We are continually hearing reports on the nightly news about natural disasters—droughts in Texas, hurricanes in Florida, floods in California, and so on. We often hear that one of these was the “worst...


We are continually hearing reports on the nightly news about natural disasters—droughts in Texas, hurricanes in Florida, floods in California, and so on. We often hear that one of these was the “worst in over 30 years,” or some such statement. Are natural disasters getting worse these days, or does it just appear so? How might you use simulation to answer this question? Here is one possible approach. Imagine that there are N areas of the country (or the world) that tend to have, to some extent, various types of weather phenomena each year.
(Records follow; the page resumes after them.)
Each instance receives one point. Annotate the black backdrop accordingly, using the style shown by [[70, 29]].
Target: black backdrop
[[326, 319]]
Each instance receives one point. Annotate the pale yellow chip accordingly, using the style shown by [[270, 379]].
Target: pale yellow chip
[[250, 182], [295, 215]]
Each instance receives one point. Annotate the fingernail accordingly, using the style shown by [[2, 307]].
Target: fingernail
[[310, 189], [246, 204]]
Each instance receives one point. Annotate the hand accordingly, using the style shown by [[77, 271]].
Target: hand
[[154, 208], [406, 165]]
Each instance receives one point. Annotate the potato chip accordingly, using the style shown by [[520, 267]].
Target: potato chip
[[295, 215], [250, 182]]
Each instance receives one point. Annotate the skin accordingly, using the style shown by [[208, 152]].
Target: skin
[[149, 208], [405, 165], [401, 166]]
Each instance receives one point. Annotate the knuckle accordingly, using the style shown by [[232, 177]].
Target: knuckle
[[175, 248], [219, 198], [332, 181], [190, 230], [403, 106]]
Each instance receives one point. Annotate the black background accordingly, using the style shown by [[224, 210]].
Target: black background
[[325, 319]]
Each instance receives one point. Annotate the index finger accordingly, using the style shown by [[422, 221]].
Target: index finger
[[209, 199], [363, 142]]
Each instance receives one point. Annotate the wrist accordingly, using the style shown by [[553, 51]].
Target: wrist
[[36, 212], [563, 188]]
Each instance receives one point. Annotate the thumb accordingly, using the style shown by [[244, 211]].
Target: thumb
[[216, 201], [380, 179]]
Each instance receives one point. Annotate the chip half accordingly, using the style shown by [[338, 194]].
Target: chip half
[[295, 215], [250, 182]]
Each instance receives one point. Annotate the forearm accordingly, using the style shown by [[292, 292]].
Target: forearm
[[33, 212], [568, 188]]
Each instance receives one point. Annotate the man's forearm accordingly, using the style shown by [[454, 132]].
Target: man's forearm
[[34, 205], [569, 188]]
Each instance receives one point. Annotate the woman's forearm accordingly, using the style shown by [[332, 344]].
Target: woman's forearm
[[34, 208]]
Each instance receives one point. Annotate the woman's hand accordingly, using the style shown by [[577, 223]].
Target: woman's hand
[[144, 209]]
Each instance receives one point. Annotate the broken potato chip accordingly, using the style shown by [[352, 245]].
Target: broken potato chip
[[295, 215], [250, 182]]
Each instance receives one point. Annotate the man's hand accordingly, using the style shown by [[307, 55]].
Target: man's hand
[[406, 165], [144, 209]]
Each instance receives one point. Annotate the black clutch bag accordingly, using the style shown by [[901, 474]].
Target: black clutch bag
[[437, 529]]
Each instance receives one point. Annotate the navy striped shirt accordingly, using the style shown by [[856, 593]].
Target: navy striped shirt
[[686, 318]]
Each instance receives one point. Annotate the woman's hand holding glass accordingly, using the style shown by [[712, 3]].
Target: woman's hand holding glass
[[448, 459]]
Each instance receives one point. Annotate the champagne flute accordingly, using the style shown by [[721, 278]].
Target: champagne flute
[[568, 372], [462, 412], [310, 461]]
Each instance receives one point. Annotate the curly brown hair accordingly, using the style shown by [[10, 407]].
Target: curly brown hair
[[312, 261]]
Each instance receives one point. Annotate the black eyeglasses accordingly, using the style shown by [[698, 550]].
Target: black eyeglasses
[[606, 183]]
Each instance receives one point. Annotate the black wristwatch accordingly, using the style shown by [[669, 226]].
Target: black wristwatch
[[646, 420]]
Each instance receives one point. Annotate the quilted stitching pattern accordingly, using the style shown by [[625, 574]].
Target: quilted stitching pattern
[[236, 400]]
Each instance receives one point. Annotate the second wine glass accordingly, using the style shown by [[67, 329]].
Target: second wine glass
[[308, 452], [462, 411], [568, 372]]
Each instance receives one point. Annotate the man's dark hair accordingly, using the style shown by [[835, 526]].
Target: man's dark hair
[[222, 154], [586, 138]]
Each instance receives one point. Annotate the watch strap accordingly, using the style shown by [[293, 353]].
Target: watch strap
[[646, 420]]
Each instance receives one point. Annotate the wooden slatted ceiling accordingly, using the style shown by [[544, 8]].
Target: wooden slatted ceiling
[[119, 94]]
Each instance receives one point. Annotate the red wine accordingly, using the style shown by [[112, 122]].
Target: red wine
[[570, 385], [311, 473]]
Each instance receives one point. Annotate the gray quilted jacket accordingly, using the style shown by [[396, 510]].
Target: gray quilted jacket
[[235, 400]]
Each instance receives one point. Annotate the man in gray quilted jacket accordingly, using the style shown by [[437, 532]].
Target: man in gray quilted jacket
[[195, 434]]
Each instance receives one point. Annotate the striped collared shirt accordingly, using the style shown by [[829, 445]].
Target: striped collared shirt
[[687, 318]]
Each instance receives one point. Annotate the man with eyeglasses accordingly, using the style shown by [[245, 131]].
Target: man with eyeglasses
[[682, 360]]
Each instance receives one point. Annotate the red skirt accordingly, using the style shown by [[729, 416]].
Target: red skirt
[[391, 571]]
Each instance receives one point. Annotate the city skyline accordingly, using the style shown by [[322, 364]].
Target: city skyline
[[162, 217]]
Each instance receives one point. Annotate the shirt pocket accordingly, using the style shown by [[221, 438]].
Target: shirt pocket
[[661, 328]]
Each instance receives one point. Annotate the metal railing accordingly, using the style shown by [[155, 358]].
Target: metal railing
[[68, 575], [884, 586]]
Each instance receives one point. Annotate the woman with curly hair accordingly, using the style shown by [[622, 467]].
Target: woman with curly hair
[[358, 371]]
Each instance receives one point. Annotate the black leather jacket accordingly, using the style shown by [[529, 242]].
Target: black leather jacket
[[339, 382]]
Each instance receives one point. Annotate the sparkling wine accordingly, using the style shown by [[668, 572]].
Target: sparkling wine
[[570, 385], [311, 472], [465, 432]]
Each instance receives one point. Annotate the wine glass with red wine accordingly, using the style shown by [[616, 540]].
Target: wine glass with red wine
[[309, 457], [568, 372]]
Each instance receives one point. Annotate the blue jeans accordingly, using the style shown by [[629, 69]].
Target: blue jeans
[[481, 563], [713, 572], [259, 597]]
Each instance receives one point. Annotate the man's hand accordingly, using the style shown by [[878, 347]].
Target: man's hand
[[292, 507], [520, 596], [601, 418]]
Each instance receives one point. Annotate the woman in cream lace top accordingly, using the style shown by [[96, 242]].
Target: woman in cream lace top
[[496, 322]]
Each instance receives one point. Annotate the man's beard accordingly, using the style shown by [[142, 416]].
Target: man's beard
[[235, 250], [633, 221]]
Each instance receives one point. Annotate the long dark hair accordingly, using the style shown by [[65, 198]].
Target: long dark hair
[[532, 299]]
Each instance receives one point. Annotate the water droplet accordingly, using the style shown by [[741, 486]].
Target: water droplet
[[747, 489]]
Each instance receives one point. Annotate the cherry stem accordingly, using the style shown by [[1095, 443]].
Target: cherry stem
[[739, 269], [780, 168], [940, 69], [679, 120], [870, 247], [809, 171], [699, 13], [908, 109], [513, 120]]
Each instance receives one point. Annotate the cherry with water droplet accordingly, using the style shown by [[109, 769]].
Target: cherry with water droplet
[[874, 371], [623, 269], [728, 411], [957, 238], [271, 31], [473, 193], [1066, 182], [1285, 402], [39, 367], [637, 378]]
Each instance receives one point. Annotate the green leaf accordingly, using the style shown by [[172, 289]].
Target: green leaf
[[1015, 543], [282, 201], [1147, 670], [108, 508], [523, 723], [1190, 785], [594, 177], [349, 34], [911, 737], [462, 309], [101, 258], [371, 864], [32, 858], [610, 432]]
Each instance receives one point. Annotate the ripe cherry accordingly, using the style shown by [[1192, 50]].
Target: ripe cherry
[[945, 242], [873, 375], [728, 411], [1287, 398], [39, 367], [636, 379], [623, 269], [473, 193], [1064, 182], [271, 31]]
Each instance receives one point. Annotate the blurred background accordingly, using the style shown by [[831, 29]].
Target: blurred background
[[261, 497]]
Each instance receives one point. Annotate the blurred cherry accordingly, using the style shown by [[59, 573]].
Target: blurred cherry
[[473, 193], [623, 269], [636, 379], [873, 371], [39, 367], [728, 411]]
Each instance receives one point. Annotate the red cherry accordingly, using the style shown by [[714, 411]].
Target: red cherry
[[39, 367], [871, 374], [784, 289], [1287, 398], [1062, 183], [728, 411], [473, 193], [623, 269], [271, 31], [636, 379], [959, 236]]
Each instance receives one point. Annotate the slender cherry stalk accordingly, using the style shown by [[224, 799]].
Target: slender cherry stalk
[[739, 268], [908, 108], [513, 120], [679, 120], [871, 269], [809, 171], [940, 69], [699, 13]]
For example, hurricanes are always a potential problem for Florida, and fires are always a potential problem in southern California. You might model the severity of the problem for any area in any year by a normally distributed random number with mean 0 and standard deviation 1, where negative values are interpreted as good years and positive values are interpreted as bad years. (We suggest the normal distribution, but there is no reason other distributions couldn’t be used instead.) Then you could simulate such values for all areas over a period of several years and keep track, say, of whether any of the areas have worse conditions in the current year than they have had in the past several years, where “several” could be 10, 20, 30, or any other number of years you want to test. What might you keep track of? How might you interpret your results?